Buraya kadar yazdıklarımı baştan okuyunca güya tatil yazısı yazacaktım dedim. Bu ne biçim bir tatil yazısı yahuu. Kafamda uçuşan "ama bu haksızlık" söylemlerine rağmen çok güzel 3 gün geçirdim. Biraz da güzelliğini anlatayım. 19 Kasım'da bir ilk yaşadım, bu mevsimde denize girdim. Gittiğimiz gün hem su hem de hava son derece müsaitti. Bu fırsat kaçmazdı, kaçırmadık. 

İkinci gün sabahtan eşimi seminere uğurladıktan sonra çantamı kaptığım gibi attım kendimi sokaklara. Şöyleee yürüyeyim dedim, falezlerin dibinde muhteşem manzara eşliğinde yürüdüm bir süre. Akdeniz, sen kadar güzelsin, "yaşamak ne kadar güzel" dedirtecek  kadar güzel. Hele o Torosların görüntüsü. Ben Antalya'ya aşık oldum. Çocukken gitmiştim aslında, en son da üniversitedeyken Olimpos'a. Ama bu sefer ayrı bir aşktı yaşadığım. Tek kelimeyle büyüledi beni doğası. Yarım saat kadar yürüdükten sonra Kaleiçi tabelasını görünce bir bakkala girdim, buradan ne kadar sürede yürürüm dedim. Yirmi dakika dedi. Yirmi dakika da öyle yürüdüm. Kaleiçine vardım. Daracık taş sokaklar, eski taş evler, şimdinin şekilsiz, karaktersiz evlerine inat her biri ayrı güzellikte. Labirent gibi sokaklar, oradan girdim, buradan çıktım, döndüm dolaştım, marinaya vardım. Bir süre ağzım açık güzelliğini izledim, sonra baktım öğlen olmuş, yemek vaktini kaçırmamalı, otele dönüş. Öğleden sonra fırtına başladı zaten çıkamadım. Akşamında havuz, sauna, hamam, buhar odası seferi yaptık eşimle.  Hamamda tüketilen suyu görünce yine aklıma keyif kaçıran düşünceler istila etti. Sauna, buhar odası bana göre değil, zira sıcak suda ve buharlı ortamlarda nefes almakta güçlük çekiyorum. 5 dakika yetti de arttı bile.  

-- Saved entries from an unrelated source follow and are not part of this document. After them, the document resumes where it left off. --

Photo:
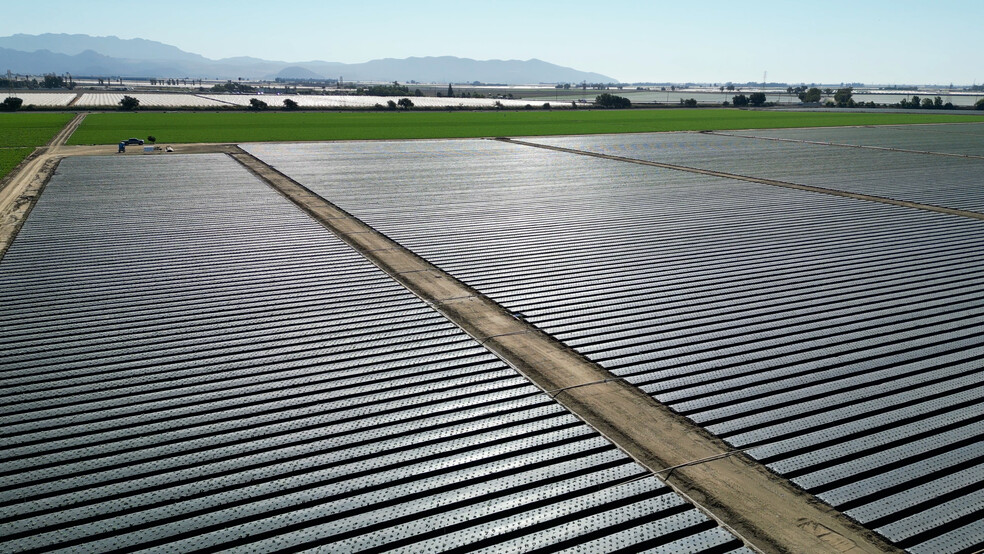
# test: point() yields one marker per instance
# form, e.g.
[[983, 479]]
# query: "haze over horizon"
[[883, 42]]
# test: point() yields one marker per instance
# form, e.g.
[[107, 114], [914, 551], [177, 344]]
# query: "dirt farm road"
[[767, 511]]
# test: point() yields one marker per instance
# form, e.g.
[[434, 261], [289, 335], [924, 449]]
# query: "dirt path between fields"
[[20, 189], [764, 509], [771, 182]]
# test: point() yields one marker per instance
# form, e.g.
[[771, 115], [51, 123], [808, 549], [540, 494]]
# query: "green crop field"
[[10, 157], [21, 132], [30, 129], [110, 128]]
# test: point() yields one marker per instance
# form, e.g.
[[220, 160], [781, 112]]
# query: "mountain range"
[[84, 55]]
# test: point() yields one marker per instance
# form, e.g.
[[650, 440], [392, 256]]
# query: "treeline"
[[49, 81], [230, 86], [396, 89], [926, 104]]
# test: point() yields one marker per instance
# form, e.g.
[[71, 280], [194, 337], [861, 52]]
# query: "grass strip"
[[184, 127]]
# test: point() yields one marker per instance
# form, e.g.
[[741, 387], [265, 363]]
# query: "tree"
[[129, 103], [608, 100], [843, 97], [11, 104], [53, 81], [810, 96]]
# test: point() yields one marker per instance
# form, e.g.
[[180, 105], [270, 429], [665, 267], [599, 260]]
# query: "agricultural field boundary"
[[20, 191], [844, 145], [759, 180], [243, 126], [766, 511]]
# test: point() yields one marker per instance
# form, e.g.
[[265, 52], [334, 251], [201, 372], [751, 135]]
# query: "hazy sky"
[[898, 41]]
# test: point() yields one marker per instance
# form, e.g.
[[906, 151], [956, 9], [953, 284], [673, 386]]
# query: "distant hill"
[[85, 55]]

Cuma günüyse öğlen eşimin işi bitti, otelden çıkışımızı yaptık, bavulları bıraktık. Eşimi kaleiçine götürdüm, eee tecrübeliyim ya, rehberlik yaptım. Sonra oradan çıktık, yürüyerek Antalya Müzesine gittik. Eşim zaten pek sevmez müze falan, 20 lirayı da görünce sen gir gez dedi ama ikna ettim. 40 lira verdik, girdik. İyi ki de girmişiz, dışarıda bekleseydi, kriz geçirirdi sanırım. Çünkü çok büyük bir müze, içeride ne kadar kaldığımızı bilmiyorum ama bayıldım. Gördüğüm en güzel müzeydi diyebilirim. Lahitler ve heykeller karşısında ağzım açık kaldı. Bol bol fotoğraf çektim. Oradan çıktık, karşısında Atatürk Parkı varmış, orayı da gezelim dedik. Ayaklar zonk zonk zonklarken, tabanlarıma çiviler batarken gezdik, güneş batıyordu, Konyaaltı plajı muhteşem görünüyordu, falezler harikaydı, Akdeniz ve Toroslar büyüleyiciydi. Sonra bitti işte, döndük İzmir'e. Üzüm'ü çok özledim. Kokusunu içime çektim, koca göbeğini mıncırdım. İki gün boyunca da yattım, hem yorgunluktan, hem de boğazlar yine sinyal vermeye başladığından. Sonra da işte buradayım.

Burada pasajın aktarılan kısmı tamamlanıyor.